The Utah athletic department has done a great job over the years of making sure the “student” part of student-athlete is made a priority. The Utes continue to do great in the classroom, as they posted some great APR scores once again. In the world of college football, APR takes another level of importance, especially if the team is having a bit of a down season on the field. If you score well enough with APR, you could find yourself bowling if you have a 5-7 season, if there are not enough 6-6 teams to fill all the bowl slots. With Utah’s talent coming back, I wouldn’t anticipate that being an issue, but it’s always a nice fall back.
The interesting thing to me that is factored into the APR is retention... and I know it’s an epidemic across the land, but I’m curious how much that plays into the scoring, because Utah has had a lot of turnover over the years, and that continued this season with the defection of a couple of players. The men’s team did post the third highest multi-year APR in the Pac-12, however, so it appears that it’s not hurting the program too bad. The football team is also in the top third of the Pac-12. You always hear Coach Whitt talk about taking care of business in the classroom, and I know Coach K is right there with him, so the success in the class room isn’t a big surprise.
Both the gymnastics team and the volleyball team posted perfect APRs, for the forth and fifth consecutive seasons respectively, which is impressive. Both of those programs have done such a great job the last couple of seasons on and off the court. Gymnastics has won multiple Pac-12 titles and the volleyball team has become a team that threatens for the NCAA tournament, which is a nice building job since coming into the Pac-12.
For more on the APR scoring, and other programs around campus, check out the full release below from the athletic department.
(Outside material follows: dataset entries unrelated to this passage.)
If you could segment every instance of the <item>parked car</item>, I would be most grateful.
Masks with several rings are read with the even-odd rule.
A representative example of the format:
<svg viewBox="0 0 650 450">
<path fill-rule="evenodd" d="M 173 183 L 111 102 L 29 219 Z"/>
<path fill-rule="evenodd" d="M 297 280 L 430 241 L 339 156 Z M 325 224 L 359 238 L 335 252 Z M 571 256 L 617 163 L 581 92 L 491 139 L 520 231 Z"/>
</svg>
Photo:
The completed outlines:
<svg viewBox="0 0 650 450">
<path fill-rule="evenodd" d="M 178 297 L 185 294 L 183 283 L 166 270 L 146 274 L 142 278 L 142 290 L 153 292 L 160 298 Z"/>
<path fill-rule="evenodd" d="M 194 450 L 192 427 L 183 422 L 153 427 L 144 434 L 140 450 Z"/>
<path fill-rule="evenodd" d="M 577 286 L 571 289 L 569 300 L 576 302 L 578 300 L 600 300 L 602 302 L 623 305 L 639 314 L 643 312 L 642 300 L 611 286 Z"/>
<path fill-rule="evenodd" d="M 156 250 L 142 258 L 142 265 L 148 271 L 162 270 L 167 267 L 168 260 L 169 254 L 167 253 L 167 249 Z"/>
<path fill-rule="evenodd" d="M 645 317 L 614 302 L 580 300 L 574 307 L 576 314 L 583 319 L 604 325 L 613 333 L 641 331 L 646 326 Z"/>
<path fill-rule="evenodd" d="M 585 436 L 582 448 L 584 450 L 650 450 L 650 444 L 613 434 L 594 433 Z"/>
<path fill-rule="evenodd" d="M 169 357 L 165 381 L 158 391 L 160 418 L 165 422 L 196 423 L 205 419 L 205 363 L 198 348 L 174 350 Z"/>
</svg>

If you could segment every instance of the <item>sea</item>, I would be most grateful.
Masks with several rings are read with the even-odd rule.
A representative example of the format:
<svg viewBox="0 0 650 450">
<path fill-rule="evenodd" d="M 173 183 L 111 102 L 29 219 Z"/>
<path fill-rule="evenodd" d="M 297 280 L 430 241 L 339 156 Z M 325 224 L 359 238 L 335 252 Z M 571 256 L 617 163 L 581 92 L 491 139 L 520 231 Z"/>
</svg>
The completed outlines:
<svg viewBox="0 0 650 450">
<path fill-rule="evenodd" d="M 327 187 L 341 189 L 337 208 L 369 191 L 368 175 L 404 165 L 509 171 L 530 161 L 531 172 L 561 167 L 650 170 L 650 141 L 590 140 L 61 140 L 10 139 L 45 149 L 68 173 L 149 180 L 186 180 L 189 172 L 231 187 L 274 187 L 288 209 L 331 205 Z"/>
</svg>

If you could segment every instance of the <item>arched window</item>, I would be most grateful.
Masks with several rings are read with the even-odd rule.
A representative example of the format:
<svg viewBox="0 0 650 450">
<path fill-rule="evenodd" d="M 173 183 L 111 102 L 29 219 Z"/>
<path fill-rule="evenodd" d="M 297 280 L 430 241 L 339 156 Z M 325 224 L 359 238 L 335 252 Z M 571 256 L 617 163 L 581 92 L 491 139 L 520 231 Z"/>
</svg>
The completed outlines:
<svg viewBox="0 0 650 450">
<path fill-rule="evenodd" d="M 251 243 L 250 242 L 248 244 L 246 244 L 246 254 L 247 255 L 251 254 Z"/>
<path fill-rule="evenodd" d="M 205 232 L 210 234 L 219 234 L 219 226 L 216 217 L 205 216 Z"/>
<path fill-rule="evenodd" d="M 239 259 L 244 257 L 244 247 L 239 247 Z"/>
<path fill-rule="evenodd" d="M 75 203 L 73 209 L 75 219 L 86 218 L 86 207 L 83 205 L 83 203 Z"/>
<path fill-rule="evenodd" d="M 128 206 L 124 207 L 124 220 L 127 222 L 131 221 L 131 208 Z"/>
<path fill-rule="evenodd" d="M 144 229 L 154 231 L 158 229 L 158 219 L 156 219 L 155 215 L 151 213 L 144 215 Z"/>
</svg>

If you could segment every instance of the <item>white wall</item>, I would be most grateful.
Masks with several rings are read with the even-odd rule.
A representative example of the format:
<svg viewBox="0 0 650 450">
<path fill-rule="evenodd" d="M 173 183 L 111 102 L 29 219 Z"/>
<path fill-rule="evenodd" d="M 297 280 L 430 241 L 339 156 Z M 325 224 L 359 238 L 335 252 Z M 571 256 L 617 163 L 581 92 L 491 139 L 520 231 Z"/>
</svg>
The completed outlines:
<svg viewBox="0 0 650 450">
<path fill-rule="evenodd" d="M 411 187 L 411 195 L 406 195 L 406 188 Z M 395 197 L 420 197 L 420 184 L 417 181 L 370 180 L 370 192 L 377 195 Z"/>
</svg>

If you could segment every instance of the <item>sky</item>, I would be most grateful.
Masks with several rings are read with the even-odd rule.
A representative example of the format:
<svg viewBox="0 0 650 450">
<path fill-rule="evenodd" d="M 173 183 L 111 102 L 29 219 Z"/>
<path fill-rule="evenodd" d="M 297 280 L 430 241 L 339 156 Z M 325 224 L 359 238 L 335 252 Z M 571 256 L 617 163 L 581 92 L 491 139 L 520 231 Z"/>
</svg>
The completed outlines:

The NCAA has announced its latest single and multi-year Academic Progress Report (APR) for NCAA Division I schools. The APR accounts for eligibility, retention and graduation of all student-athletes on scholarship, and provides a measure of each team’s academic performance. The latest multi-year APR calculations include scores from 2013-14, 2014-15, 2015-16, and 2016-17. The average for Utah’s teams was 986 easily exceeding the NCAA minimum requirement of 930. Utah had five sports (gymnastics, men’s tennis, women’s basketball, women’s tennis, and volleyball) with perfect single-year APR scores of 1000. The volleyball team earned a perfect single-year APR score for the fifth consecutive year, gymnastics received a perfect score for the fourth straight season, and men’s tennis has been perfect for three years in a row. Cross country, gymnastics and volleyball each registered perfect multi-year APR scores of 1000. These teams, along with track, received public recognition from the NCAA for posting a multi-year APR in the top 10 percent of all athletic teams in the country. Track also posted the highest multi-year APR score for the Pac-12, while cross country, gymnastics and volleyball were all tied for the top score in their respective disciplines. The football (983) and men’s basketball (985) teams posted the third-highest multi-year APR scores in the Pac-12 for their respective sports. Football produced a multi-year APR ranking in the top third of the Pac-12 Conference for a seventh-straight year. Four Utah teams improved their multi-year scores from a year ago. Making gains were women’s basketball (+10), men’s swimming (+6), gymnastics (+4), and women’s track (+2). Baseball, football, men’s tennis, women’s tennis and volleyball all maintained the same multi-year APR.